Nicanor Bautista, PTIC-Seoul commercial counselor, reported to the Department of Trade and Industry (DTI) head office in Manila that the Philippines was even cited in a news article of the Korea Economic Daily (KED) as being the preferred destination of South Korean small and medium enterprises (SMEs).
Bautista said among the reasons mentioned by the South Korean companies in locating to the Philippines were the average wage at about $300 per month, which is only half the wage in China, and the common use of the English language in the country.
Also, he said, these companies are seeking alternative markets as a strategy to combat the global economic crisis.
According to the Korea Export Import Bank, 69 South Korean companies established a new corporation in 2009, 74 companies in 2010 and 82 companies in 2011 in the Philippines.
In the first quarter of this year, the KED article said that the number of new companies in the Philippines increased to 22 from last year’s 19. Among these new companies are Nurian International (garments), Iam (electronics) and Koren (electronics).
“Together with a local conglomerate, more than 20 [South] Korean SMEs with plant operations in China had an exploratory mission in the Philippines last month, according to the article.

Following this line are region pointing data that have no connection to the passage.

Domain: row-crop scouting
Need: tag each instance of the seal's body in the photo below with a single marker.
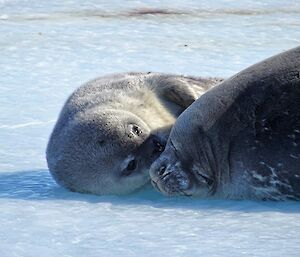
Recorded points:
(241, 139)
(111, 129)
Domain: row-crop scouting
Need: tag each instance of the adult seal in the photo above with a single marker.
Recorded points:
(241, 139)
(111, 129)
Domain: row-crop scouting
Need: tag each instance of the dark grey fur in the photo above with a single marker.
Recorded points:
(111, 129)
(241, 139)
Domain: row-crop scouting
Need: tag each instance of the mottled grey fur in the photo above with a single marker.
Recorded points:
(111, 129)
(241, 139)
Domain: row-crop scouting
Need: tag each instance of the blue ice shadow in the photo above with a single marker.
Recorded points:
(39, 185)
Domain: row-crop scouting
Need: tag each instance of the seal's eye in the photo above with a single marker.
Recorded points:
(136, 130)
(130, 168)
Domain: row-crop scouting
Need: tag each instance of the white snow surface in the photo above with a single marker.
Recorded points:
(49, 48)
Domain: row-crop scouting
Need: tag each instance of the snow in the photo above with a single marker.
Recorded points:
(49, 48)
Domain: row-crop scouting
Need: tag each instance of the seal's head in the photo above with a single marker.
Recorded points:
(103, 152)
(184, 168)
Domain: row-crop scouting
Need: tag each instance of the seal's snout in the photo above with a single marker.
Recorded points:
(158, 145)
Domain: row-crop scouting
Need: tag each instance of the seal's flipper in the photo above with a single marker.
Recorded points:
(182, 90)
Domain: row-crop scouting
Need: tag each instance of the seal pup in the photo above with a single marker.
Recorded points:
(111, 129)
(241, 139)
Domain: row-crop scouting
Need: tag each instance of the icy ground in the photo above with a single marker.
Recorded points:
(48, 48)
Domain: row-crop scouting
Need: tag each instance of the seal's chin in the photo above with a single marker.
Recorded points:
(171, 180)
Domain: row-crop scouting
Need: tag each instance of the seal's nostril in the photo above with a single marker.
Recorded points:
(161, 170)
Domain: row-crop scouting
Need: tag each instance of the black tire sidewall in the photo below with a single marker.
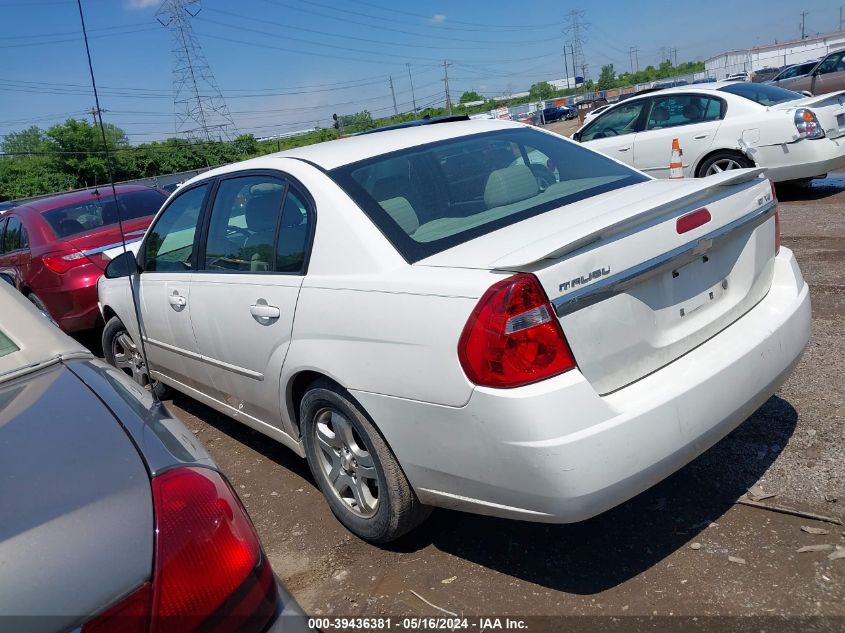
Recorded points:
(376, 527)
(740, 158)
(110, 331)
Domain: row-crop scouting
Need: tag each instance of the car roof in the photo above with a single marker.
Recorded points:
(332, 154)
(38, 341)
(46, 203)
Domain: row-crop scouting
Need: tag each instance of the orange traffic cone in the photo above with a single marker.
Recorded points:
(676, 167)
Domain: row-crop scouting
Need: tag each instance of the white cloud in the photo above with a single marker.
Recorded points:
(141, 4)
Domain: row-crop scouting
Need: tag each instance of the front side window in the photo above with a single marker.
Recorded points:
(169, 244)
(101, 211)
(682, 109)
(428, 198)
(618, 121)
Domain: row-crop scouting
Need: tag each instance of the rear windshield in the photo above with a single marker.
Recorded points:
(6, 345)
(432, 197)
(761, 93)
(101, 211)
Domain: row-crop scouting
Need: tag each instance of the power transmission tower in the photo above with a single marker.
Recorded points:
(201, 112)
(446, 84)
(413, 96)
(393, 94)
(634, 58)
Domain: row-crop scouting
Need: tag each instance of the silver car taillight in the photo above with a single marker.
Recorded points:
(807, 124)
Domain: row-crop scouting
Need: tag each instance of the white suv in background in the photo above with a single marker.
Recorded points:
(477, 315)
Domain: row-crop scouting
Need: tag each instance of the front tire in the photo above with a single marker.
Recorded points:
(354, 468)
(723, 161)
(121, 351)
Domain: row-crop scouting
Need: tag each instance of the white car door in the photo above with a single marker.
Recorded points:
(612, 132)
(164, 285)
(244, 295)
(691, 118)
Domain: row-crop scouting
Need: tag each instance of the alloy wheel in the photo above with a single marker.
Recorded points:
(346, 463)
(128, 358)
(723, 164)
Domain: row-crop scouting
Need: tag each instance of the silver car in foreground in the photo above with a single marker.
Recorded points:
(113, 517)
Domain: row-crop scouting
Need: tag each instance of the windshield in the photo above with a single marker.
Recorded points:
(761, 93)
(101, 212)
(432, 197)
(6, 345)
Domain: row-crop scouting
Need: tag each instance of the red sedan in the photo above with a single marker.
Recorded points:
(57, 247)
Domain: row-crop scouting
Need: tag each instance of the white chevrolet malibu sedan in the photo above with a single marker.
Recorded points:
(722, 126)
(477, 315)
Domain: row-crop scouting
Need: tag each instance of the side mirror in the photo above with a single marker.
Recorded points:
(123, 265)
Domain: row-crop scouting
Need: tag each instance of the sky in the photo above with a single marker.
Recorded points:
(286, 65)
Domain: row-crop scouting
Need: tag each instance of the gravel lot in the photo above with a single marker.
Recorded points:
(665, 552)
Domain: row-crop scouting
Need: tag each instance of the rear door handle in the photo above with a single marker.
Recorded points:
(263, 311)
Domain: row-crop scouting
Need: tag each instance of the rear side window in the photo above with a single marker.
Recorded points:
(763, 94)
(258, 224)
(100, 211)
(682, 109)
(12, 236)
(618, 121)
(169, 244)
(429, 198)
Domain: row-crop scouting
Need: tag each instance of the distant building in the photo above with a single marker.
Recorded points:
(773, 55)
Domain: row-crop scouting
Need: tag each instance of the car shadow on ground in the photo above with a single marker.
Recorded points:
(243, 434)
(595, 555)
(814, 190)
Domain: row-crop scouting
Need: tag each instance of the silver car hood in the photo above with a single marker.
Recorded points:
(76, 526)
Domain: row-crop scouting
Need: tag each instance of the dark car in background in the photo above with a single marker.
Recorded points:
(56, 247)
(826, 76)
(114, 517)
(559, 113)
(791, 72)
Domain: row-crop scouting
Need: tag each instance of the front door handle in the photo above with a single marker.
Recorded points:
(263, 311)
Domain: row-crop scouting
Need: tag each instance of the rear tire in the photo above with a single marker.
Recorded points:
(121, 351)
(354, 468)
(723, 161)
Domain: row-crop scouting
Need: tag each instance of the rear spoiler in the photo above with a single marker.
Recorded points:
(555, 245)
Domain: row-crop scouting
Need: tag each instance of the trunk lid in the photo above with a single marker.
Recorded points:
(631, 292)
(99, 245)
(77, 529)
(829, 110)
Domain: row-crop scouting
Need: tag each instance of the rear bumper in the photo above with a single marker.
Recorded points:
(803, 159)
(73, 303)
(558, 452)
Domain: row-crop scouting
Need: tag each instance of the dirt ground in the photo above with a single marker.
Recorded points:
(682, 548)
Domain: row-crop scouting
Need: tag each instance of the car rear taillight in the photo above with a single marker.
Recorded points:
(209, 570)
(777, 218)
(512, 337)
(62, 261)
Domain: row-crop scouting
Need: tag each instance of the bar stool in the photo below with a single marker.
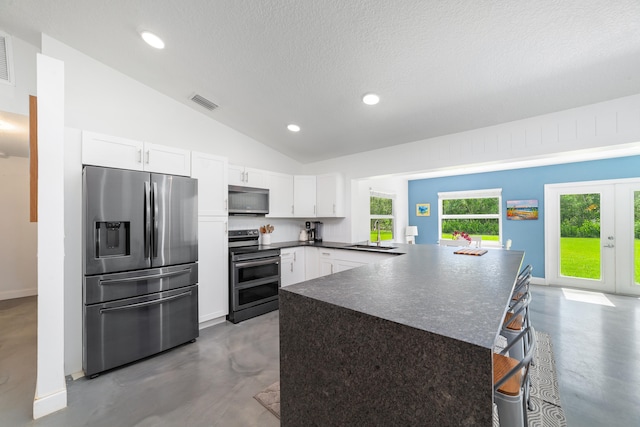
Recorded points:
(511, 381)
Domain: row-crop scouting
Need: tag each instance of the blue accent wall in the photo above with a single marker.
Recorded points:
(516, 184)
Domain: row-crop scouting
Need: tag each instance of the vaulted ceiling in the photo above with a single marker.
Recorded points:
(439, 67)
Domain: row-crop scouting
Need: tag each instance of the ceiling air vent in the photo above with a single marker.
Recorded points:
(204, 102)
(6, 63)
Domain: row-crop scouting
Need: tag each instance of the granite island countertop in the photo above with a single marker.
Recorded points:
(429, 288)
(404, 341)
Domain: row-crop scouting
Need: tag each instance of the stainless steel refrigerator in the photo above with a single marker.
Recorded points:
(140, 288)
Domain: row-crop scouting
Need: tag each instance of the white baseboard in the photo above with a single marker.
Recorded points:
(18, 293)
(49, 404)
(211, 322)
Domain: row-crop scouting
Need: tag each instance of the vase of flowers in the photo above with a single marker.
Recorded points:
(461, 235)
(266, 231)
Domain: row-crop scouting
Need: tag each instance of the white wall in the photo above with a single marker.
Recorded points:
(51, 391)
(100, 99)
(19, 236)
(103, 100)
(15, 99)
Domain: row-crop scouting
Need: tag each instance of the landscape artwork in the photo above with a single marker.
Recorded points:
(423, 209)
(522, 209)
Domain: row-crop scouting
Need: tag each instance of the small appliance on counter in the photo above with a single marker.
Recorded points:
(317, 231)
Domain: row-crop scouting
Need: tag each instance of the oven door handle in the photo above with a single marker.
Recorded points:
(151, 276)
(264, 261)
(144, 304)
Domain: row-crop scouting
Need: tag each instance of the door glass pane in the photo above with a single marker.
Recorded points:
(636, 237)
(580, 236)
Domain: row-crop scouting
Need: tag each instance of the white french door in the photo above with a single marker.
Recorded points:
(591, 237)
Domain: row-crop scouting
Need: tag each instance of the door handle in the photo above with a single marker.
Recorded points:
(155, 220)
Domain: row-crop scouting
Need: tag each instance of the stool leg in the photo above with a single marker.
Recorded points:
(509, 410)
(517, 351)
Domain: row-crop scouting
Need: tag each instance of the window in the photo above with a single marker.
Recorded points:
(477, 213)
(381, 213)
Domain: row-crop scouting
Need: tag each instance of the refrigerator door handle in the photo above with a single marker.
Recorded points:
(147, 218)
(151, 276)
(155, 219)
(144, 304)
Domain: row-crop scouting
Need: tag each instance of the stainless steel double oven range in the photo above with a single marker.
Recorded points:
(254, 276)
(140, 288)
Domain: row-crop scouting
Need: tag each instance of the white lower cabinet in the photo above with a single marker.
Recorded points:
(336, 260)
(292, 266)
(213, 268)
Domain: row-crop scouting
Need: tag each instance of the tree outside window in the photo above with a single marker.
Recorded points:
(476, 213)
(381, 210)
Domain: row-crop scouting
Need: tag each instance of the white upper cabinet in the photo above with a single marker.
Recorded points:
(111, 151)
(304, 196)
(247, 177)
(330, 195)
(280, 187)
(211, 172)
(116, 152)
(169, 160)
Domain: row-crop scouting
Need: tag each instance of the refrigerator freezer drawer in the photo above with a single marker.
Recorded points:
(124, 331)
(116, 286)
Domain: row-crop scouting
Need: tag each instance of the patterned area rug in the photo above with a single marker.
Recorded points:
(545, 398)
(270, 398)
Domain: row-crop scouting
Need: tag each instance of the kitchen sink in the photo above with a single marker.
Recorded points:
(372, 247)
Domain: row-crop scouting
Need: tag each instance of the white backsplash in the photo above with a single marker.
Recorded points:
(288, 229)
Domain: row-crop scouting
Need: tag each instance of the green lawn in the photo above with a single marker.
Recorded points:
(580, 257)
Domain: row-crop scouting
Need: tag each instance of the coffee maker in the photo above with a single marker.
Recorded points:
(317, 231)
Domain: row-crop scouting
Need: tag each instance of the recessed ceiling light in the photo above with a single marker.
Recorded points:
(371, 99)
(152, 40)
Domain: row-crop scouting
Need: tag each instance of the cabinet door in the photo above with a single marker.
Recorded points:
(236, 175)
(311, 263)
(169, 160)
(330, 195)
(304, 196)
(111, 151)
(280, 195)
(213, 267)
(287, 267)
(211, 172)
(325, 265)
(255, 178)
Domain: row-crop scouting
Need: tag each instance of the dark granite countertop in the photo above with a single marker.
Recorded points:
(429, 288)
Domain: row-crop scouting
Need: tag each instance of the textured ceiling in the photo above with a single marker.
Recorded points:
(439, 67)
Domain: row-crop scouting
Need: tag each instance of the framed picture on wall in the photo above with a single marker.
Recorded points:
(423, 209)
(522, 209)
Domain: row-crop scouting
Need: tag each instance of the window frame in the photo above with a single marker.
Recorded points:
(472, 194)
(392, 217)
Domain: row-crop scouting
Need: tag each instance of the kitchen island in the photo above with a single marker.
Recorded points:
(406, 341)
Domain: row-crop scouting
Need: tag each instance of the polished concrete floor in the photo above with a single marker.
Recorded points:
(212, 382)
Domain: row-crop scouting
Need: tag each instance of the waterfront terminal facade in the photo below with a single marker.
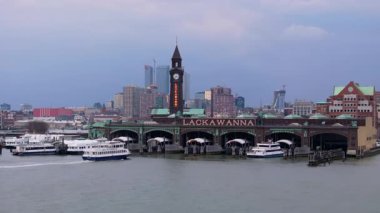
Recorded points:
(189, 131)
(211, 135)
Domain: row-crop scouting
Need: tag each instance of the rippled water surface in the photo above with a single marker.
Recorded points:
(174, 183)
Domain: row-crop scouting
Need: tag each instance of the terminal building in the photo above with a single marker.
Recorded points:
(176, 129)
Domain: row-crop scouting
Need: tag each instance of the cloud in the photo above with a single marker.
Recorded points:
(301, 32)
(307, 6)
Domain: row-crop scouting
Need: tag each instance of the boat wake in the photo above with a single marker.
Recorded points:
(42, 164)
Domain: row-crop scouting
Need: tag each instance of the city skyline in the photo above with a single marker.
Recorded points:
(56, 54)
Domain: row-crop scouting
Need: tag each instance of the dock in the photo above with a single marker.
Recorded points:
(325, 156)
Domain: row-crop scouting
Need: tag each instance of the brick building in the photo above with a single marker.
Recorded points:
(354, 100)
(52, 112)
(222, 102)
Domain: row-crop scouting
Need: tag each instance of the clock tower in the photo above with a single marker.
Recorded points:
(176, 83)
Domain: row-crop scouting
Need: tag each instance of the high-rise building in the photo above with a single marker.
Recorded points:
(176, 83)
(26, 108)
(279, 100)
(138, 102)
(222, 102)
(147, 102)
(118, 102)
(354, 100)
(303, 107)
(52, 112)
(162, 79)
(186, 86)
(131, 98)
(240, 103)
(149, 75)
(5, 107)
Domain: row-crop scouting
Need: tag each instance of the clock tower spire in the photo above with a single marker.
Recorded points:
(176, 83)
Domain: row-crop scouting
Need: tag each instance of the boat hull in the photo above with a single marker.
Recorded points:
(34, 153)
(265, 156)
(105, 158)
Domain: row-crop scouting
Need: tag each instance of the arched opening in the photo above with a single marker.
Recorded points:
(129, 135)
(295, 139)
(197, 142)
(130, 138)
(237, 143)
(329, 141)
(156, 141)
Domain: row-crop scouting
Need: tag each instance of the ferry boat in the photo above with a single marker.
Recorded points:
(12, 142)
(266, 150)
(35, 149)
(77, 147)
(110, 150)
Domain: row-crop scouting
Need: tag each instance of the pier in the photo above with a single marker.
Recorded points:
(325, 156)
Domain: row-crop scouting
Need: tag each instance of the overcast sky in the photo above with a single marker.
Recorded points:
(76, 52)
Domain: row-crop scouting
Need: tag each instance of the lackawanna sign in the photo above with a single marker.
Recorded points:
(219, 122)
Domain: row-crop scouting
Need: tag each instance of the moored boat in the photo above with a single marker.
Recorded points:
(77, 147)
(266, 150)
(35, 149)
(110, 150)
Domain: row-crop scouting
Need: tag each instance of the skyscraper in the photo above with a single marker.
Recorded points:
(176, 83)
(118, 101)
(186, 86)
(240, 103)
(279, 100)
(149, 75)
(162, 79)
(131, 98)
(222, 102)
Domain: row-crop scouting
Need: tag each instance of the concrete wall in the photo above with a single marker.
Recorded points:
(367, 135)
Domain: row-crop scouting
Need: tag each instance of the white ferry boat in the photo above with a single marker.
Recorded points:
(266, 150)
(35, 149)
(12, 142)
(110, 150)
(77, 147)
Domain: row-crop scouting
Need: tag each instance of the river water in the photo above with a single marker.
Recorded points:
(173, 183)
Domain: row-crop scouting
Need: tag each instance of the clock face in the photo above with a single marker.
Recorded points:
(176, 76)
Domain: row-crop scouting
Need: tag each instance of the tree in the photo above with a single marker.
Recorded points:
(38, 127)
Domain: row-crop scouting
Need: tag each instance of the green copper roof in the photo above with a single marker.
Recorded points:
(321, 102)
(344, 116)
(99, 124)
(196, 112)
(364, 90)
(292, 116)
(161, 111)
(269, 116)
(367, 90)
(245, 115)
(318, 116)
(337, 90)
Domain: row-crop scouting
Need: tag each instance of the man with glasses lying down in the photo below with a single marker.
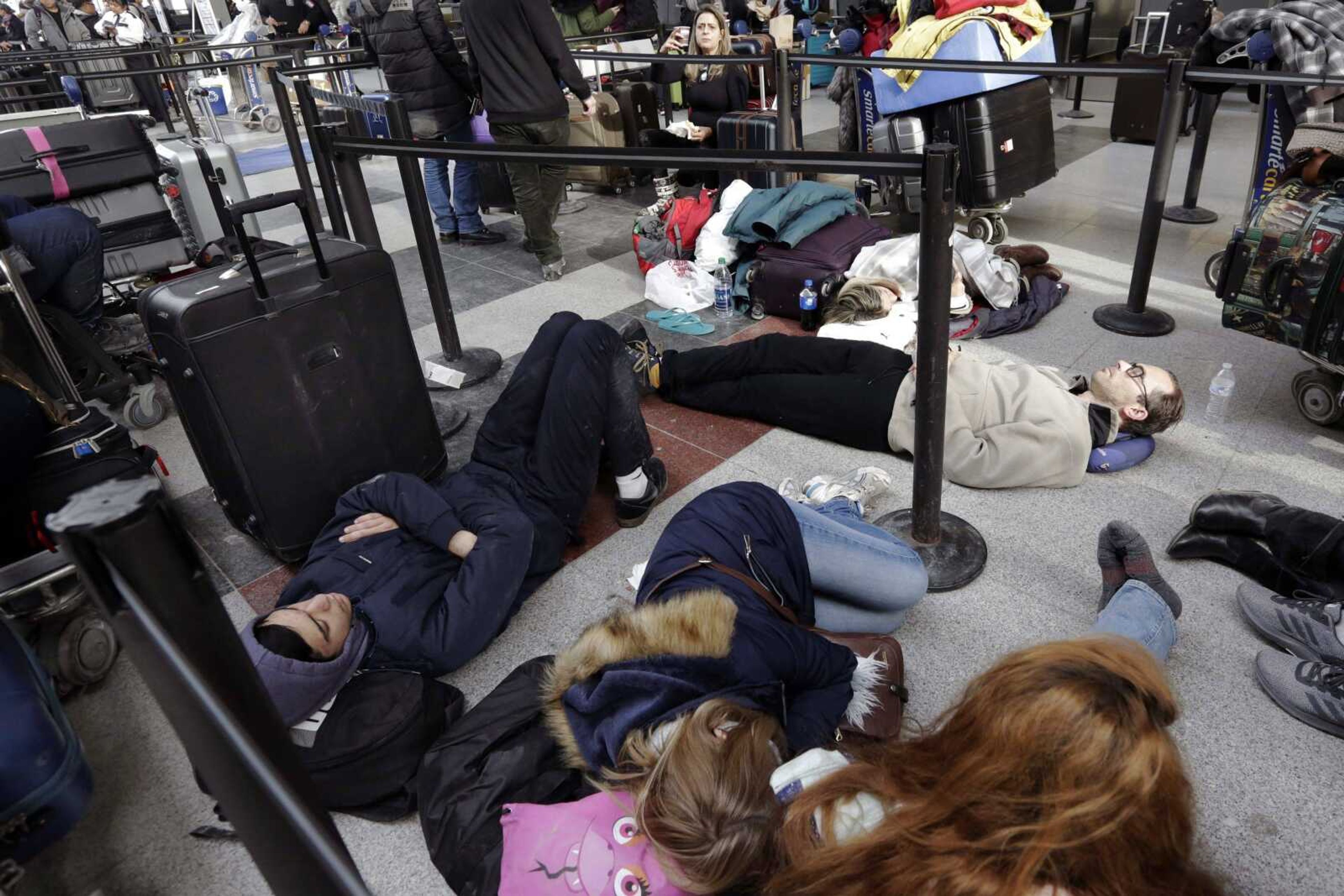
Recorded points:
(1007, 425)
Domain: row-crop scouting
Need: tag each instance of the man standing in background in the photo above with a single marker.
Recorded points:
(518, 61)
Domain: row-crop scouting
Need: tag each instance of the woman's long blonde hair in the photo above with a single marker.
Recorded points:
(725, 49)
(1056, 769)
(704, 798)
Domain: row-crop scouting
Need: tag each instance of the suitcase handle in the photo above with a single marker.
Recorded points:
(245, 207)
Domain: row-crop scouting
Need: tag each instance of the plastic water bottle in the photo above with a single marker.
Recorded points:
(808, 307)
(722, 289)
(1219, 393)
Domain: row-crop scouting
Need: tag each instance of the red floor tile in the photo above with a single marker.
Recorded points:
(261, 594)
(686, 464)
(721, 436)
(768, 326)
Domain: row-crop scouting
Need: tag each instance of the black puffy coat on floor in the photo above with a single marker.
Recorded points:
(413, 46)
(499, 753)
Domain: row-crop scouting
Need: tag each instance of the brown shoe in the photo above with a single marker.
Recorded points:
(1043, 270)
(1026, 256)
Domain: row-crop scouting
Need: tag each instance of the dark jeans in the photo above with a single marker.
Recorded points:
(538, 190)
(1306, 551)
(66, 253)
(685, 176)
(572, 394)
(836, 390)
(151, 94)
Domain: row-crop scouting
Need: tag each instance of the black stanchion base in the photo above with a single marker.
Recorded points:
(449, 419)
(478, 365)
(1195, 216)
(1119, 319)
(959, 557)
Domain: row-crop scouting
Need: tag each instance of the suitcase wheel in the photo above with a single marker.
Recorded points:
(980, 227)
(1320, 397)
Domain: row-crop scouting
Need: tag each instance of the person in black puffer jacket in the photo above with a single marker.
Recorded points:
(413, 46)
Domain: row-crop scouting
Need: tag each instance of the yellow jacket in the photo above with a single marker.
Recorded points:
(920, 40)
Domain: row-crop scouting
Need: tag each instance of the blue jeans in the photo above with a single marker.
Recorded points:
(867, 578)
(457, 209)
(1136, 612)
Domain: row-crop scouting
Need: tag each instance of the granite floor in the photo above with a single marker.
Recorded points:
(1268, 788)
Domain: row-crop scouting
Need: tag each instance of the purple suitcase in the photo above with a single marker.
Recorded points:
(777, 275)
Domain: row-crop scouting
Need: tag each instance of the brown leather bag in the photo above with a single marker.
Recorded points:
(883, 722)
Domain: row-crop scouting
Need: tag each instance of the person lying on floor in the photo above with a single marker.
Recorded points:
(1007, 425)
(1054, 774)
(689, 700)
(1296, 559)
(416, 577)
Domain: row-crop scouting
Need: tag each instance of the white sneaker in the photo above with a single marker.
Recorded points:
(858, 486)
(790, 491)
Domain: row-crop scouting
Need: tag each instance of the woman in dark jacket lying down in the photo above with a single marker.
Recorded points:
(691, 699)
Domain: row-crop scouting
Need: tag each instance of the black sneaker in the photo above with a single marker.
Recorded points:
(483, 237)
(644, 355)
(630, 514)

As mentioned by a delegation member, the Philippines is an attractive investment location because of its lower labor cost compared to China, and better infrastructure like roads and power compared to Vietnam,” Bautista said in his communication to the DTI head office.
The Korean Chamber of Commerce and Industry in the Philippines also noted the increasing investment inquiries from South Korean SMEs in the last few months.
Also according to the KED report, Bautista said, most of these SMEs have plants in China. But because of language, infrastructure, religion and cost competitiveness, China is fast losing its attractiveness to foreign investments.
The Korea SME Institute said that the labor-intensive companies are no longer considering investing in China. Instead, they are looking to Asean countries such as the Philippines as possible alternative locations for their expansion, while China is now being looked at as a market and no longer as production base.